Podkrakowskie Balice chwalą się kolejnym rekordem. W pierwszym kwartale przyleciało i odleciało blisko 400 tys. osób - to aż o połowę więcej niż rok temu. Sukces już jest, ale nic więcej, gdyż nadal piętą achillesową lotniska jest komunikacja z centrum miasta – łatwiej do portu przylecieć niż do niego dojechać.
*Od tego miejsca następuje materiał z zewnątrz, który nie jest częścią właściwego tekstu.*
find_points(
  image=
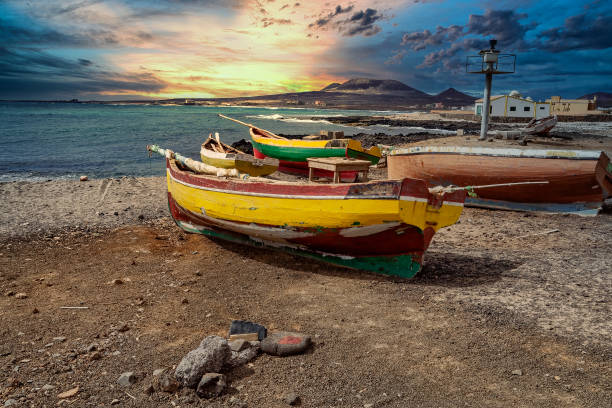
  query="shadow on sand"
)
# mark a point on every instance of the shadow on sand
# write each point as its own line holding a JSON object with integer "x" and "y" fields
{"x": 441, "y": 269}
Nadal nie ma szybkiego i komfortowego połączenia Krakowa z Balicami. Pasażerowie samolotów nie chcą poruszać się komunikacją miejską - tylko co dziesiąty wybiera ten środek lokomocji. Nic dziwnego – co to za przyjemność podróżować w tłoku, na stojąco, a do tego z bagażem. Na lotnisko można zamówić taksówkę, ale jest ona bardzo droga, a taksówkarze mają swoje pomysły jak popsuć humor podróżnym.

Pojawiło się jednak światełko w tunelu – podobno w drugiej połowie maja do Balic pojadą szynobusy. I tu jest jednak zgrzyt, ponieważ ostatnie pół km trzeba będzie pokonać na pieszo z ciężkimi walizkami, bo zabrakło torów.

Samo lotnisko gościnnością też nie grzeszy. Mimo że działa całą dobę, to po północy czynne są już tylko automaty z wodą.